Finding ID Version Rule ID IA Controls Severity
V-258963 VCSA-80-000298 SV-258963r934547_rule Medium
Many organizations do both authentication and authorization using a centralized directory service such as Active Directory. Attackers who compromise an identity source can often add themselves to authorization groups, and simply log into systems they should not otherwise have access to. Additionally, reliance on central identity systems means that the administrators of those systems are potentially infrastructure administrators, too, as they can add themselves to infrastructure access groups at will.
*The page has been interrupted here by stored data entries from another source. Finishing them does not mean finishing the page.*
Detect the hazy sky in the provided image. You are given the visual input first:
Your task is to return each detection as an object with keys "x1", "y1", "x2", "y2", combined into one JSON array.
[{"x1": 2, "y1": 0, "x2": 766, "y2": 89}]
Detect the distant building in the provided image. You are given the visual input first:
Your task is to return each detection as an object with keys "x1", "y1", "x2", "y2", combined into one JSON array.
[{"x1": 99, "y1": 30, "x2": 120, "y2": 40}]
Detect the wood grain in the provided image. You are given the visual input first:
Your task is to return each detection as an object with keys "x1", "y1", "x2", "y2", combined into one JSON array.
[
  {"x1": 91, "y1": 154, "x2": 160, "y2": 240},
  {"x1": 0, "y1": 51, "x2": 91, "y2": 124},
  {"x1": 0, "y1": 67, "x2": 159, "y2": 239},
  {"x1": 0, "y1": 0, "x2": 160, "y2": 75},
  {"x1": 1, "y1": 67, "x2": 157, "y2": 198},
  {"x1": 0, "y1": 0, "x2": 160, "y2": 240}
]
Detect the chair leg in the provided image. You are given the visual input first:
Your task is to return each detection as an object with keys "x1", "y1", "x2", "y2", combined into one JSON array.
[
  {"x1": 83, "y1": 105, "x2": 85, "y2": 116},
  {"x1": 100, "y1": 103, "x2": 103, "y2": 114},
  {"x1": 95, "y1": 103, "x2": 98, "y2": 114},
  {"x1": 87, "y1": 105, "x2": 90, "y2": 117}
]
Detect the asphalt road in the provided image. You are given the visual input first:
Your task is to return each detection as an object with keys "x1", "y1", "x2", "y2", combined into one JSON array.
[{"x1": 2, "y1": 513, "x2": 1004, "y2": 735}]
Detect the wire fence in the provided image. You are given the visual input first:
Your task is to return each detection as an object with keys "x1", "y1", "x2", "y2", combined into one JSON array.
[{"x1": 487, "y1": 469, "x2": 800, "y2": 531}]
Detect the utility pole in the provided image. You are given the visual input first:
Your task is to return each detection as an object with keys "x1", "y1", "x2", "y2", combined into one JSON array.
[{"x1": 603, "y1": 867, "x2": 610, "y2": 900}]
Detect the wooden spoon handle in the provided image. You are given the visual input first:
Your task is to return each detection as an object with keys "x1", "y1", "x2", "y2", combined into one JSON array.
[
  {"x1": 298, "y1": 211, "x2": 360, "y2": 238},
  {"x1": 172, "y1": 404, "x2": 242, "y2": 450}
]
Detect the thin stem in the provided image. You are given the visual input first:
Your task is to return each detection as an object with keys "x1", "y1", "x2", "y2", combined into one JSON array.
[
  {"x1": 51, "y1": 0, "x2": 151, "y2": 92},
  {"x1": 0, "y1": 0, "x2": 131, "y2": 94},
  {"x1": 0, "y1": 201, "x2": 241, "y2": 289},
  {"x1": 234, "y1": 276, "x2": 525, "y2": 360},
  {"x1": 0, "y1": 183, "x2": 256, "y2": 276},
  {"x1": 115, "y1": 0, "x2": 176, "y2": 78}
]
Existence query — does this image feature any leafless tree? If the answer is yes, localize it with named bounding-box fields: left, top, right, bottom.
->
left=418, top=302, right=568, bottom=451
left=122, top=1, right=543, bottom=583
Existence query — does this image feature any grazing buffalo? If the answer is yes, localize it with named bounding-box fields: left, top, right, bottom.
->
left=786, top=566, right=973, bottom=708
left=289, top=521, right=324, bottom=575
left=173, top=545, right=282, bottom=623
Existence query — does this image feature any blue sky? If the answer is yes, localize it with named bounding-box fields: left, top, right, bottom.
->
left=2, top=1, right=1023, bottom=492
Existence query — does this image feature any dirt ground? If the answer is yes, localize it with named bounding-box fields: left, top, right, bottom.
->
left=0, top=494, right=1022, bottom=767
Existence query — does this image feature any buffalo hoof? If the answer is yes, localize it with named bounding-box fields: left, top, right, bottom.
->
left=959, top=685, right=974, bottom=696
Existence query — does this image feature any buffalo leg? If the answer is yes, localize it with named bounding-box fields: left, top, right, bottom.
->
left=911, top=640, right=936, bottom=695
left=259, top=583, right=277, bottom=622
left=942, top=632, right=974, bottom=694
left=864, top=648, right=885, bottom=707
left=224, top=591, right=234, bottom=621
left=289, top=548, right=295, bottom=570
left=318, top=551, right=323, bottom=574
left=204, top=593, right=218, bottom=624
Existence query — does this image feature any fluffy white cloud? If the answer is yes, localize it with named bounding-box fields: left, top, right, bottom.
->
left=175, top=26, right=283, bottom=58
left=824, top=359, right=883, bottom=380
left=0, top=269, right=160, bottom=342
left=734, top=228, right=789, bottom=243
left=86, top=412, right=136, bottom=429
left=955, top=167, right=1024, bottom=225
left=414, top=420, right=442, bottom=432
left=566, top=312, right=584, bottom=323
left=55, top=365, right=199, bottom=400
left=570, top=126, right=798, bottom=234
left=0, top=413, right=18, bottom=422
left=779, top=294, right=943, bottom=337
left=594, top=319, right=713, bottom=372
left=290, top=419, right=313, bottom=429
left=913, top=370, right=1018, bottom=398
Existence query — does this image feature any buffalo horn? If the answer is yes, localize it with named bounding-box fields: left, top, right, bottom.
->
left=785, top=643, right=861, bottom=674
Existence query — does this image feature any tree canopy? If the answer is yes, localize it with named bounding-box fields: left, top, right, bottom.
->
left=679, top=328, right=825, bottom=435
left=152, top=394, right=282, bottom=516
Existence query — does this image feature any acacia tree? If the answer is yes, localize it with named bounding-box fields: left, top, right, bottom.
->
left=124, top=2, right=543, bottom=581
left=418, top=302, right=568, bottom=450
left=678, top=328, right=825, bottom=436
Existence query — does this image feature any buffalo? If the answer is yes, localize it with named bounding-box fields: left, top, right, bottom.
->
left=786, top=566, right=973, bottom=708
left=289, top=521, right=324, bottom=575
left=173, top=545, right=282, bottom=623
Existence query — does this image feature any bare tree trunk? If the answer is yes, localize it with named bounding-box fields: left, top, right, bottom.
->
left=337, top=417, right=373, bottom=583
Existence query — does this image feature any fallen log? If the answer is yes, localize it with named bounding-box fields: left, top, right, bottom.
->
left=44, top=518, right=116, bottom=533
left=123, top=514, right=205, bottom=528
The use of local SSO groups for authorization helps prevent this avenue of attack by allowing the centralized identity source to still authenticate users but moving authorization into vCenter itself.
VMware vSphere 8.0 vCenter Security Technical Implementation Guide 2023-10-11


Check Text ( C-62703r934545_chk )
From the vSphere Client, go to Administration >> Access Control >> Roles.

View the Administrator role and any other role providing administrative access to vCenter to verify the users and/or groups assigned to it by clicking on "Usage".


From a PowerCLI command prompt while connected to the vCenter server, run the following command:

Get-VIPermission | Sort Role | Select Role,Principal,Entity,Propagate,IsGroup | FT -Auto

If any user or group is directly assigned a role with administrative access to vCenter that is from an identity provider, this is a finding.

Note: Users and/or groups assigned to roles should be from the "VSPHERE.LOCAL" identity source.
Fix Text (F-62612r934546_fix)
To add groups from an identity provider to the local SSO Administrators group, as an example, do the following:

From the vSphere Client, go to Administration >> Single Sign On >> Groups.

Select the Administrators group and click "Edit".

In the "Add Members" section, select the identity source and type the name of the target user/group in the search bar.

Select the target user/group to add them and click "Save".

Note: A new SSO group or groups can be created as needed and used to provide authorization to vCenter.

To remove identity provider users/groups from a role, do the following:

From the vSphere Client, go to Administration >> Access Control >> Global Permissions.

Select the offending user/group and click "Delete".

Note: If permissions are assigned on a specific object, then the role must be updated where it is assigned (for example, at the cluster level).